I'm trying to move a domain that I bought from webnamesolutions to my hosting company, Netfirms. In order to do that, Netfirms tells me that I need the AUTH INFO CODE to complete the transfer. They say that webnamesolutions should provide me with that code, but after multiple requests, I have no code...

Can anyone tell me what that is and if there's a way to transfer a domain from one company to another without it?

By the way, I'm new to ecommerce, so if this is a silly question, please bear with me... and remember, there are no silly questions, only silly people!

thanks for any help!
Flopspop


----------



## Solmu (Aug 15, 2005)

As far as I know it's the new system for domain transfers, intended to add an extra layer of security. I haven't actually had to transfer a domain since it was implemented. As far as I understand it, basically you request the code from your current registrar, then request a domain transfer from the new registrar, and put the auth code in there. It should all be automated: you should be able to log into a control panel with your current registrar and get the code.


----------



## queerrep (Jul 18, 2006)

Yes, I've been through this. You have to actually call your current web host to get the authorization code. They make you call so they can give you a guilt trip about taking your business away from them. They may offer you a lower rate to stay with them.  At least that was my experience with my old web host.


----------



## Rodney (Nov 3, 2004)

Also keep in mind that you don't need to TRANSFER the domain name in order to HOST the domain name at a new host.

All you need to do to HOST the domain name at the new host netfirms is to login to webnamesolutions and change the NAMESERVERS to point to Netfirms servers.

But if you do WANT to change where you manage and pay for the domain name (that's what a transfer does), then you login to the webnamesolutions control panel and look for the authorization or EPP code.

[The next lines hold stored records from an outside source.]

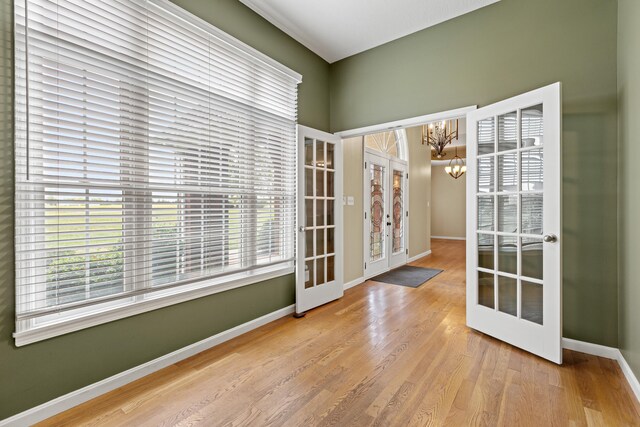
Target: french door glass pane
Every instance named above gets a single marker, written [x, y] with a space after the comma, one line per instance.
[520, 172]
[308, 151]
[320, 272]
[485, 175]
[508, 172]
[319, 213]
[508, 131]
[486, 136]
[532, 170]
[330, 156]
[485, 213]
[508, 213]
[310, 273]
[532, 259]
[486, 289]
[308, 182]
[331, 269]
[330, 213]
[532, 305]
[320, 154]
[320, 242]
[330, 184]
[308, 208]
[330, 241]
[532, 126]
[508, 254]
[486, 243]
[320, 183]
[508, 295]
[398, 208]
[531, 209]
[376, 214]
[309, 243]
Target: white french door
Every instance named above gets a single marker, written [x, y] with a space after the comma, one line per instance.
[385, 216]
[319, 269]
[514, 277]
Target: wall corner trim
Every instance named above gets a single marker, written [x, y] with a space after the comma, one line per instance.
[355, 282]
[417, 257]
[609, 353]
[75, 398]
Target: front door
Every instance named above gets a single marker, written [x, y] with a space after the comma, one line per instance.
[514, 277]
[385, 216]
[319, 244]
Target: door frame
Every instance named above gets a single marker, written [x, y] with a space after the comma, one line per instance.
[505, 327]
[336, 290]
[388, 202]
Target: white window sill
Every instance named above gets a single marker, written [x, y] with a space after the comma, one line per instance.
[164, 299]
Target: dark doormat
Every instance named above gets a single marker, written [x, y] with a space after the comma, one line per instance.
[407, 275]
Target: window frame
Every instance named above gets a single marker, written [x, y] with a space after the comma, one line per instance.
[87, 315]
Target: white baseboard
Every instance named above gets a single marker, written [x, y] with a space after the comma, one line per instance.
[417, 257]
[75, 398]
[629, 375]
[355, 282]
[589, 348]
[609, 353]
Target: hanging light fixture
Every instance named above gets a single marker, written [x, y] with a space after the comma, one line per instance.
[456, 167]
[440, 134]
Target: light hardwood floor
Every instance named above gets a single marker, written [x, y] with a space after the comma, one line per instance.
[383, 355]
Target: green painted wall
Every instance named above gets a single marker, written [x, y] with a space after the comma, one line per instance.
[629, 203]
[496, 52]
[38, 372]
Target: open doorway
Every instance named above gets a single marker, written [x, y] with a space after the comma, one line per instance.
[386, 199]
[413, 235]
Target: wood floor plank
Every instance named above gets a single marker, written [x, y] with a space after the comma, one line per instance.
[382, 355]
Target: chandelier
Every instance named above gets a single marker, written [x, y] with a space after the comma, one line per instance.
[456, 167]
[440, 134]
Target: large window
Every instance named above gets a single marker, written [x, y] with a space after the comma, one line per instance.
[155, 162]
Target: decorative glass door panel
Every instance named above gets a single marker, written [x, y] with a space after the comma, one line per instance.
[319, 277]
[513, 191]
[377, 234]
[385, 223]
[398, 211]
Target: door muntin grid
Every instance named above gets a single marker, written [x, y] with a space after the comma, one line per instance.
[320, 212]
[509, 195]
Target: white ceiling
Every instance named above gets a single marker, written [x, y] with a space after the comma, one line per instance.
[336, 29]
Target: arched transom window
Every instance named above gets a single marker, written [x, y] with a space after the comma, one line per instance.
[392, 143]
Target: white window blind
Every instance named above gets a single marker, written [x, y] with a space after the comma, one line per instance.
[155, 155]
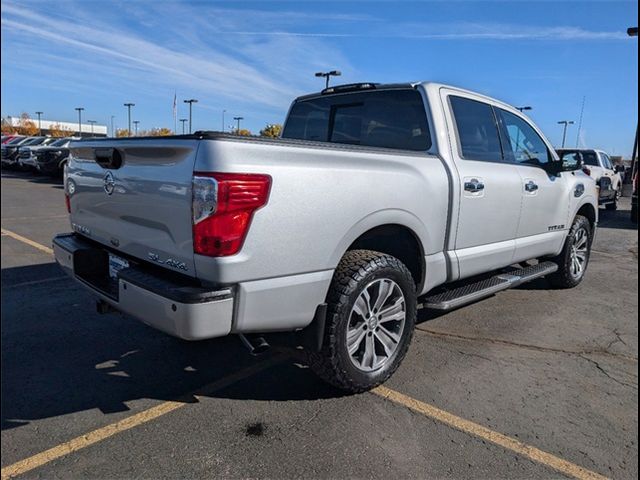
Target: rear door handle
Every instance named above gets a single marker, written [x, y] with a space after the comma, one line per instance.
[473, 186]
[531, 186]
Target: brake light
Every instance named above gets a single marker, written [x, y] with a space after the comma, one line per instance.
[223, 206]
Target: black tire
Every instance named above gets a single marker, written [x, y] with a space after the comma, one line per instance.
[357, 271]
[565, 277]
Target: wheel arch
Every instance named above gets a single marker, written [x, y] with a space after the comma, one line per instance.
[588, 210]
[400, 236]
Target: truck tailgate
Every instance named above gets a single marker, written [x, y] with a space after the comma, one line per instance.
[134, 196]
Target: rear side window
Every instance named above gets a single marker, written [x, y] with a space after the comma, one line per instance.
[590, 158]
[477, 130]
[384, 118]
[527, 146]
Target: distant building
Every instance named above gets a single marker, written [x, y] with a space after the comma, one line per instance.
[88, 130]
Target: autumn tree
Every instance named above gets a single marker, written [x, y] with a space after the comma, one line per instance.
[8, 129]
[272, 130]
[160, 132]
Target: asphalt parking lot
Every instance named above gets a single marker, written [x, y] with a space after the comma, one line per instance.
[532, 383]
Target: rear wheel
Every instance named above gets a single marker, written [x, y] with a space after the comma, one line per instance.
[370, 320]
[574, 258]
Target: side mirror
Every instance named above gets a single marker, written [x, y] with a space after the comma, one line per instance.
[569, 162]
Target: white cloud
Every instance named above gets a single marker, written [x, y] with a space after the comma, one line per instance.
[187, 53]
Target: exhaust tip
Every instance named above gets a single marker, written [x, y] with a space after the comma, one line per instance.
[255, 345]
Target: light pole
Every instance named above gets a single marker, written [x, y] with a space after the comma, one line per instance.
[237, 119]
[566, 123]
[79, 110]
[129, 105]
[633, 32]
[326, 75]
[191, 101]
[39, 123]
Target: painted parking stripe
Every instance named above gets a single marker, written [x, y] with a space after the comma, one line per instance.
[532, 453]
[128, 423]
[28, 241]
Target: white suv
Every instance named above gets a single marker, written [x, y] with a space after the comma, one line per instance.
[597, 164]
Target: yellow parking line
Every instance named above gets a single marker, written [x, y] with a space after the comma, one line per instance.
[29, 242]
[128, 423]
[532, 453]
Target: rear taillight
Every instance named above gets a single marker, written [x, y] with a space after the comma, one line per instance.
[223, 205]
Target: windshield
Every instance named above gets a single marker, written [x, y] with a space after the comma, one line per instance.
[34, 141]
[589, 157]
[383, 118]
[61, 142]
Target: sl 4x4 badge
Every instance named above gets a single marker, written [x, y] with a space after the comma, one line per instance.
[169, 262]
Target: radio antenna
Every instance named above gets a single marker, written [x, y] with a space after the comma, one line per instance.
[584, 98]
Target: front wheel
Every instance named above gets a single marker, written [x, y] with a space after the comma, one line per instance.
[370, 319]
[574, 258]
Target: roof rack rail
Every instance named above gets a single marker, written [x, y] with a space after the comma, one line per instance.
[349, 87]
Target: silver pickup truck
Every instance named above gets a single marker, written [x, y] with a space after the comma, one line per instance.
[376, 197]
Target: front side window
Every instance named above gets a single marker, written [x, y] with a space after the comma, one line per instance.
[571, 160]
[527, 146]
[383, 118]
[590, 158]
[477, 130]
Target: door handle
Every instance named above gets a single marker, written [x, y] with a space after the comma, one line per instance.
[473, 186]
[531, 186]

If you can't find it, call them and ask for it.

This was added recently as an extra layer of security so people can't steal your domain name away from you by transferring it to themselves without your permission.

Looking at the pricing at webnamesolutions.com ($25 per year for a domain name), you're definitely paying too much there, so it could be a good idea to transfer the domain to the lower priced netfirms.


----------



## Yofie (Nov 5, 2007)

You will have to log into your account at webnamesolutions.com . First Unlock the domain name. There should be a section with the EPP code and with many registrars, you will have to have the code emailed to the admins email addy or sometimes you have to call the CO to get it.

Just a tip as well, if you set the DNS (Domain Name Servers) before you transfer the domain, those will hold and it will not matter that it takes 5-7 days for the transfer.


----------



## flopspop (Oct 16, 2007)

Thanks to everyone for the responses, very helpful! Wish me luck!


----------